Ramzan A. Kadyrov, the head of the Chechen Republic, said in a statement posted on his website, “We have the corpses of nine militants.” Earlier, he told the news agency Interfax that the office building, called the House of Publishing and used by newspapers and other media, had been recaptured by morning, and that all seven militants inside had been killed.

Mr. Kadyrov did not say whether there were any civilian casualties. The Interior Ministry for the Chechen Republic did not answer telephone calls on Thursday evening.

The attack ended a period of relative stability in Chechnya and other largely Muslim regions of southern Russia. In his speech, Mr. Putin said Russia was able to face the threat from terrorist attacks like the one in Grozny.

Residents of Grozny reached by telephone said the militants had a wider list of targets, and spoke of broader mayhem in the city.

As dawn broke, smoke was rising from several locations, they said.

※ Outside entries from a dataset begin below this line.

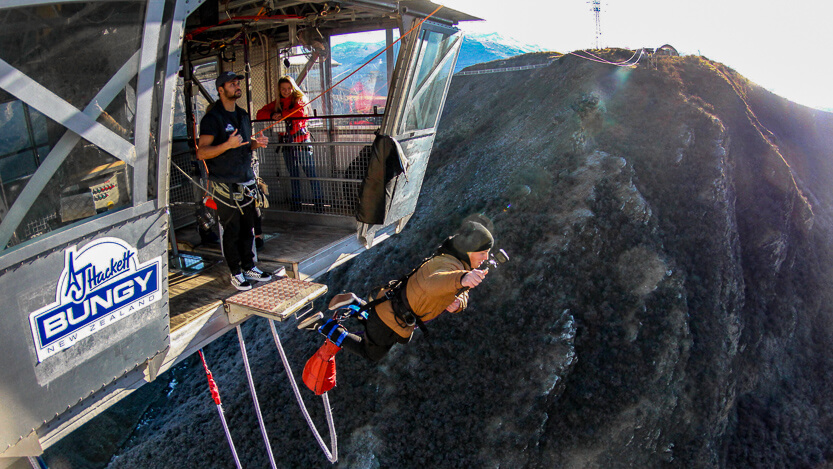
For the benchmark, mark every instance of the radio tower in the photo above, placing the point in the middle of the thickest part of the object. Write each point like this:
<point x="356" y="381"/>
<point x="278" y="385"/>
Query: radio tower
<point x="597" y="10"/>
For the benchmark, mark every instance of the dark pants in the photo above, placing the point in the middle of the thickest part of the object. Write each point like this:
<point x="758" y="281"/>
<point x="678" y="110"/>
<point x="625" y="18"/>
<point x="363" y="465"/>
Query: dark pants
<point x="237" y="231"/>
<point x="299" y="157"/>
<point x="377" y="339"/>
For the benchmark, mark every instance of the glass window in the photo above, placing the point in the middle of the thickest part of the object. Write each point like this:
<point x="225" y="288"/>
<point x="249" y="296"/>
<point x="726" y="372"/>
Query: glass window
<point x="368" y="87"/>
<point x="434" y="66"/>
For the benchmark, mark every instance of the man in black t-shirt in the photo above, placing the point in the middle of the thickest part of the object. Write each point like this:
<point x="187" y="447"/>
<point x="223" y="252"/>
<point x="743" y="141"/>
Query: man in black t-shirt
<point x="226" y="144"/>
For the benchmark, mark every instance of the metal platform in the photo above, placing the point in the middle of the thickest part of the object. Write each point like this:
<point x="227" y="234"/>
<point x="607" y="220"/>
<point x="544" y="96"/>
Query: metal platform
<point x="275" y="300"/>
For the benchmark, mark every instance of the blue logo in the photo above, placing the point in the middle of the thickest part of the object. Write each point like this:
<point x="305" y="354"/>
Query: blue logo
<point x="101" y="284"/>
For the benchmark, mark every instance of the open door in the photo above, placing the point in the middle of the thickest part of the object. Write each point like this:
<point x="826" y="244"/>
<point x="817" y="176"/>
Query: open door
<point x="427" y="63"/>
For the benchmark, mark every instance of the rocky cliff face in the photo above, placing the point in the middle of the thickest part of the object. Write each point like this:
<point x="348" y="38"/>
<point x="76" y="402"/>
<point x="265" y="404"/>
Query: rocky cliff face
<point x="668" y="302"/>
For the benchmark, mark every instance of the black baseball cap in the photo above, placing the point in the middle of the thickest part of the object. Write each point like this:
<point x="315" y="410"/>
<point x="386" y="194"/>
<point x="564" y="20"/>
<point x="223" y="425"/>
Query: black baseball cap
<point x="226" y="77"/>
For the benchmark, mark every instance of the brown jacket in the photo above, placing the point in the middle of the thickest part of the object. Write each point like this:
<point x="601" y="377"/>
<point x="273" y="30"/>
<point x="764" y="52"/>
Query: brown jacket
<point x="429" y="291"/>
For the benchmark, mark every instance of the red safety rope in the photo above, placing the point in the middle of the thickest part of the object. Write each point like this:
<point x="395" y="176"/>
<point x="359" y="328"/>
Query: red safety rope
<point x="212" y="385"/>
<point x="416" y="26"/>
<point x="215" y="394"/>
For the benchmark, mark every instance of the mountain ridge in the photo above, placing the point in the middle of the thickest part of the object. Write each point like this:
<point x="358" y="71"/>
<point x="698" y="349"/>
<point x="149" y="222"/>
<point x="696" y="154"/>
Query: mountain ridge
<point x="667" y="303"/>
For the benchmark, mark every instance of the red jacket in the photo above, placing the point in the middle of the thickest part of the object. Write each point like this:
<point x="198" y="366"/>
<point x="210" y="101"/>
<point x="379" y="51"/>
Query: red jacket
<point x="297" y="127"/>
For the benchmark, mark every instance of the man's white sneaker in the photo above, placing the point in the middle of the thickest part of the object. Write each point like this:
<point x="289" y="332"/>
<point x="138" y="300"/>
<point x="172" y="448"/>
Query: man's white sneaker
<point x="256" y="275"/>
<point x="239" y="282"/>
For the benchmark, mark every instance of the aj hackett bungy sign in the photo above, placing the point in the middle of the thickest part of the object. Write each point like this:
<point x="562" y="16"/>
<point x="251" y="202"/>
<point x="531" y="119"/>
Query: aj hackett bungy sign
<point x="100" y="285"/>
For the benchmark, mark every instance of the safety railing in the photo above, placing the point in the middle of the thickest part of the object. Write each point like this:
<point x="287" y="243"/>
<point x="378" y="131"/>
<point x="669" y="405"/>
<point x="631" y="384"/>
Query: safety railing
<point x="323" y="175"/>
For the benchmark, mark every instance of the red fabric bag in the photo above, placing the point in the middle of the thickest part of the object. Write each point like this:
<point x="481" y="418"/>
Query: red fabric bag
<point x="320" y="370"/>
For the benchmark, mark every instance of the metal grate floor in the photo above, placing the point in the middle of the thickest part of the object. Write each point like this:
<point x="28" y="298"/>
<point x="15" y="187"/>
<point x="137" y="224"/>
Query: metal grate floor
<point x="275" y="300"/>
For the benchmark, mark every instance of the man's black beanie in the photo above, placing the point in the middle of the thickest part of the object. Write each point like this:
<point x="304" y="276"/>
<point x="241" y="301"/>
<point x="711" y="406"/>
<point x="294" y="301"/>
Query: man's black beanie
<point x="472" y="237"/>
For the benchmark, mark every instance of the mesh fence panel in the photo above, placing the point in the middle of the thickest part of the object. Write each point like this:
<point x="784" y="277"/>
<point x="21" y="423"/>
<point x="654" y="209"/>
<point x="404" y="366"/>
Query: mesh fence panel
<point x="323" y="180"/>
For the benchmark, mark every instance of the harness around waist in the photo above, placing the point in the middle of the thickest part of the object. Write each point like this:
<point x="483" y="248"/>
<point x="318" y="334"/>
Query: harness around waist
<point x="236" y="191"/>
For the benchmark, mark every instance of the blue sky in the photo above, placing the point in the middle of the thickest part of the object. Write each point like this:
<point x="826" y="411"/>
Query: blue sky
<point x="779" y="45"/>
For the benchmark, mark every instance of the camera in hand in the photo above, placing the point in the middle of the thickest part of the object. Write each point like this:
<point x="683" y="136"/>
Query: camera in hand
<point x="495" y="259"/>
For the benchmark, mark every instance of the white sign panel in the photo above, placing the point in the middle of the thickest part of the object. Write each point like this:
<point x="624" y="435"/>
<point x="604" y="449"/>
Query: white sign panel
<point x="101" y="284"/>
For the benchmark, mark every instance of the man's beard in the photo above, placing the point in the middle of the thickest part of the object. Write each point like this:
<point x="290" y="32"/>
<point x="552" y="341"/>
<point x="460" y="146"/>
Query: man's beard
<point x="235" y="95"/>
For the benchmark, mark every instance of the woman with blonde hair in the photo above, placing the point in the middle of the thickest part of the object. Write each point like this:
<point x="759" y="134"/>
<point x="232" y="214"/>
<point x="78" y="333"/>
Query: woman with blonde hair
<point x="293" y="105"/>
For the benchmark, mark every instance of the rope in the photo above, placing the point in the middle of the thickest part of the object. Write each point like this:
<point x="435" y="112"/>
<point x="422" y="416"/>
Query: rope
<point x="595" y="58"/>
<point x="254" y="396"/>
<point x="283" y="118"/>
<point x="216" y="199"/>
<point x="332" y="456"/>
<point x="215" y="394"/>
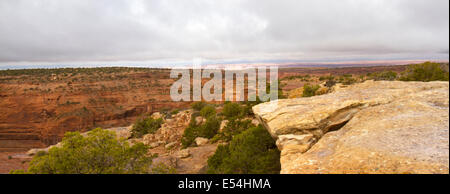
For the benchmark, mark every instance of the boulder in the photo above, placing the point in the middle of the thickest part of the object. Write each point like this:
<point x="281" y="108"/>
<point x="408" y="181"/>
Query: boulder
<point x="184" y="153"/>
<point x="371" y="127"/>
<point x="157" y="115"/>
<point x="201" y="141"/>
<point x="223" y="124"/>
<point x="199" y="120"/>
<point x="170" y="145"/>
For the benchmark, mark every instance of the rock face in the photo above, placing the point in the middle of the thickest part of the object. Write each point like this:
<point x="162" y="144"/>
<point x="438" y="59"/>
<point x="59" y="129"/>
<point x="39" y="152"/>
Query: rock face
<point x="372" y="127"/>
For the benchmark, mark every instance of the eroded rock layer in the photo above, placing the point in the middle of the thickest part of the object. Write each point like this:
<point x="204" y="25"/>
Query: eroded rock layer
<point x="372" y="127"/>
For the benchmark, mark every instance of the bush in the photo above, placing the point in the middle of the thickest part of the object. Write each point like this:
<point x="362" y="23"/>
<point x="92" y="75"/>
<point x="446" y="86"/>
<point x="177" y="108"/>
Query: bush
<point x="206" y="130"/>
<point x="145" y="126"/>
<point x="310" y="90"/>
<point x="251" y="152"/>
<point x="208" y="111"/>
<point x="198" y="105"/>
<point x="425" y="72"/>
<point x="100" y="152"/>
<point x="234" y="127"/>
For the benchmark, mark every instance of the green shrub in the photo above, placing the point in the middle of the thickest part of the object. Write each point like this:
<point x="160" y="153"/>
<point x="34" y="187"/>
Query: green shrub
<point x="426" y="72"/>
<point x="310" y="90"/>
<point x="198" y="105"/>
<point x="145" y="126"/>
<point x="100" y="152"/>
<point x="208" y="111"/>
<point x="234" y="127"/>
<point x="207" y="130"/>
<point x="251" y="152"/>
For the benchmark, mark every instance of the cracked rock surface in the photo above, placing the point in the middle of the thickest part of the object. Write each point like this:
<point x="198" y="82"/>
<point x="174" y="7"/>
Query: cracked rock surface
<point x="372" y="127"/>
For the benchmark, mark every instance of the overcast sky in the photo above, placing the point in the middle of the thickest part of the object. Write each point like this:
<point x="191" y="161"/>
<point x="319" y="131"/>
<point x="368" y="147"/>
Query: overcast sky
<point x="62" y="31"/>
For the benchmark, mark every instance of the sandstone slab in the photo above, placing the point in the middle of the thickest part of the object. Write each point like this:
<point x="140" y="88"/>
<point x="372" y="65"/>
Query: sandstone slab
<point x="372" y="127"/>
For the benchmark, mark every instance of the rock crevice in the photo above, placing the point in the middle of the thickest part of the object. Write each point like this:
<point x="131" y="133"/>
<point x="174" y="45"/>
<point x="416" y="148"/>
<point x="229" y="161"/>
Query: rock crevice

“Oh God,” one man said in a video posted online, which shows shaky, silhouetted figures of armed men. “Fighters are on the streets.”

The Interfax report quoted Mr. Kadyrov as saying that civilian victims of the violence would be compensated, without indicating how many had been wounded or killed, or whether the gunmen had taken hostages.

Fighting at a nearby school, School No. 20, where militants had holed up overnight, had subsided by Thursday evening Mr. Kadyrov said.

On his Instagram account, Mr. Kadyrov advised residents of neighborhoods in the center of the city to remain at home and away from windows.

Residents described explosions from heavy weapons, either tanks or artillery, in several parts of the city. Kheda Saratova, a human-rights activist, said in a telephone interview that gunfire broke out around 1 a.m. and continued through the morning.

Varvara Pakhomenko, an independent analyst of the region, said residents were reporting gunfire in many locations.

Gunfire broke out near Rosa Luxemburg Street, a thoroughfare in the city that runs parallel to Vladimir Putin Street, in addition to the House of Publishing and School No. 20, she said.

“This could be a symbolic attack to show they can still organize something significant,” Ms. Pakhomenko said, referring to the Islamic militants. “They need new supporters and new fighters.” Many Muslims from Chechnya and Dagestan, another republic in southern Russia, have gone to to Syria to join the fight against President Bashar al-Assad.

Islamic fighters in southern Russia are organized as the Caucasus Emirate, a religiously motivated and pan-Caucasian movement that evolved from the initial Chechen nationalist and secular struggle for independence in the 1990s. Thursday is close to the 20th anniversary of the start of the first Chechen war.

While many Chechens fight alongside the Islamic State, the main militant group in Iraq and Syria, the leader of the Caucasus Emirate, Aliaskhab Kebekov, is not known to have sworn allegiance to the Islamic State.

In a television interview in Moscow, Mr. Kadyrov bragged that he had time to personally manage the counterterrorist operation in Grozny and still attend Mr. Putin’s speech.

“When this all started,” he said, “I flew home, held a special operation, killed the devils, held a meeting, gathered the staff for restoring the damaged building and made it in time to listen to the address of our national leader, the president, Commander in Chief Vladimir Putin.”